Dominica
L’8 dicembre i cittadini dell’isola di Dominica andranno alle urne per scegliere i 21 membri elettivi del parlamento nazionale. I sondaggi indicano una crescita dei consensi per il centrista Partito unito dei lavoratori, attualmente all’opposizione, rendendo incerta la permanenza al potere del Partito laburista, che guida il paese dal 2000. Le elezioni saranno monitorate dall’Organizzazione degli stati americani, che vigileranno sul corretto svolgimento del voto: una scelta presa alla luce delle accuse di brogli da parte delle opposizioni dopo il voto del 2009 e della notizia diffusa negli ultimi giorni di campagna elettorale secondo cui gli elettori registrati eccedono il numero degli abitanti del piccolo paese caraibico.

Giappone
Il 14 dicembre si svolgeranno in Giappone le elezioni anticipate per il rinnovo della camera bassa del parlamento.
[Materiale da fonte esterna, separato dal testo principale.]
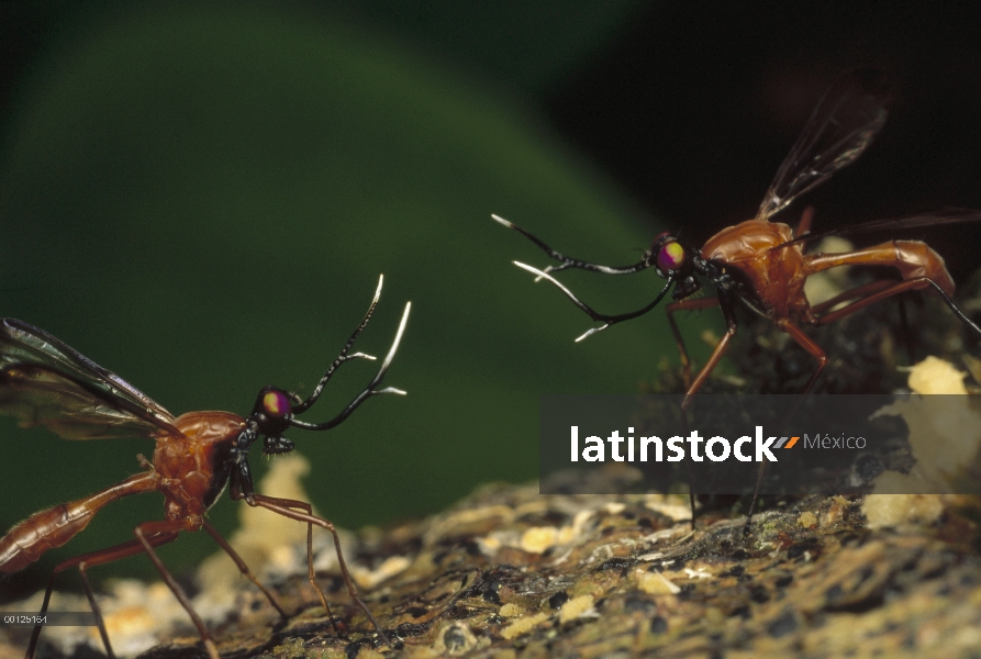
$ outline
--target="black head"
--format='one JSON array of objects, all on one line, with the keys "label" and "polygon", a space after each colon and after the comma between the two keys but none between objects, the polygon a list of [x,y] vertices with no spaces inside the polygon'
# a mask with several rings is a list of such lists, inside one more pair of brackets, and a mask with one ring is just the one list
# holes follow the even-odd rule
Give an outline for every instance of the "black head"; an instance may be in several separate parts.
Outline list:
[{"label": "black head", "polygon": [[290,428],[301,428],[304,431],[330,431],[331,428],[337,426],[344,420],[346,420],[350,414],[357,410],[361,403],[364,403],[369,398],[375,395],[379,395],[382,393],[399,393],[404,394],[404,391],[399,389],[394,389],[392,387],[387,387],[384,389],[379,388],[382,379],[384,378],[386,372],[388,371],[389,366],[391,366],[392,360],[395,357],[395,350],[399,348],[399,343],[402,340],[402,333],[405,331],[405,323],[409,321],[409,310],[411,309],[411,303],[405,304],[405,311],[402,313],[402,321],[399,323],[399,330],[395,332],[395,338],[392,342],[391,347],[389,348],[388,355],[386,355],[384,359],[381,362],[381,368],[378,369],[378,372],[375,373],[375,377],[368,382],[368,386],[350,401],[347,406],[345,406],[338,414],[334,415],[333,418],[322,423],[310,423],[306,421],[301,421],[297,418],[300,414],[310,409],[313,403],[320,398],[321,392],[323,392],[324,387],[327,381],[334,376],[337,368],[341,367],[342,364],[346,361],[350,361],[353,359],[375,359],[375,357],[370,355],[366,355],[364,353],[354,353],[348,354],[354,346],[355,339],[357,339],[358,335],[361,331],[367,326],[368,321],[371,319],[371,314],[375,312],[375,306],[378,304],[378,299],[381,295],[381,282],[382,279],[378,279],[378,289],[375,291],[375,299],[371,300],[370,306],[368,306],[368,312],[365,314],[365,317],[361,319],[360,324],[357,330],[354,331],[354,334],[350,335],[350,338],[347,339],[347,344],[345,344],[344,348],[341,350],[341,354],[334,359],[331,367],[323,375],[317,382],[316,387],[314,387],[313,392],[305,400],[300,396],[290,393],[283,389],[279,389],[278,387],[263,387],[259,390],[259,394],[256,396],[255,405],[253,405],[252,413],[245,420],[245,428],[238,435],[237,440],[235,442],[234,447],[234,461],[235,467],[232,470],[232,496],[235,499],[245,498],[248,501],[252,501],[253,496],[253,483],[252,476],[248,467],[248,451],[252,448],[253,444],[255,444],[258,438],[263,437],[263,453],[267,456],[276,456],[288,454],[292,451],[296,446],[293,443],[286,437],[283,437],[283,433],[286,433]]},{"label": "black head", "polygon": [[696,250],[679,243],[675,234],[665,232],[657,236],[647,254],[658,276],[675,282],[671,298],[683,300],[701,290],[702,284],[695,277],[701,257]]},{"label": "black head", "polygon": [[293,400],[286,391],[276,387],[264,387],[256,396],[256,404],[246,424],[263,435],[263,453],[267,456],[288,454],[296,446],[282,436],[293,421]]}]

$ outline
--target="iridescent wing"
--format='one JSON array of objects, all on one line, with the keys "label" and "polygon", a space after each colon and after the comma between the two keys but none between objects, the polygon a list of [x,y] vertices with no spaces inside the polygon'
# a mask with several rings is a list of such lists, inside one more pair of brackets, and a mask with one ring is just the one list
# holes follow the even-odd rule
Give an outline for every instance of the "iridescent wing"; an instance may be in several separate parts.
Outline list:
[{"label": "iridescent wing", "polygon": [[174,415],[44,330],[0,321],[0,413],[67,439],[180,435]]},{"label": "iridescent wing", "polygon": [[885,123],[888,87],[878,69],[855,69],[832,85],[777,170],[758,220],[787,208],[868,148]]},{"label": "iridescent wing", "polygon": [[981,211],[974,209],[944,209],[932,213],[919,215],[910,215],[908,217],[894,217],[891,220],[872,220],[871,222],[862,222],[860,224],[850,224],[848,226],[839,226],[823,231],[816,234],[804,234],[792,241],[771,247],[773,249],[782,249],[791,245],[809,243],[811,241],[820,241],[828,236],[852,236],[856,234],[872,233],[876,231],[900,231],[903,228],[916,228],[918,226],[938,226],[940,224],[959,224],[961,222],[978,222],[981,220]]}]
Sono state convocate dopo la diffusione di dati molto negativi per l’economia giapponese, a cui il premier Shinzō Abe ha reagito con il rinvio dell’aumento della tassa sui consumi, previsto per l’ottobre del 2015, e con lo scioglimento della camera dei rappresentanti per sottoporre al voto degli elettori il giudizio sull’operato del governo. Le elezioni sono viste come un referendum sulla politica economica di Abe che, dopo gli ottimi risultati iniziali, non sembra in grado di mantenere la tendenza positiva. Nonostante le difficoltà, Abe è ancora molto popolare nel paese e i sondaggi prevedono per il suo partito un’ampia vittoria, anche grazie al fatto che l’opposizione è debole e divisa al suo interno.

Mauritius
Il 10 dicembre gli elettori dell’isola Mauritius saranno chiamati alle urne per rinnovare l’assemblea nazionale. La campagna elettorale ha messo a confronto due schieramenti: quello formato dal Partito laburista (Ptr) e dal Movimento militante mauriziano (Mmm), i due principali partiti del paese, e quello guidato dal Movimento socialista militante (Msm) e dal Partito socialdemocratico (Pmsd). Ptr e Mmm, tradizionalmente avversari, hanno stretto un patto elettorale per ottenere un’ampia maggioranza in parlamento con l’obiettivo di promuovere una riforma costituzionale che attribuisca al presidente maggiori poteri, oggi concentrati nelle mani del primo ministro.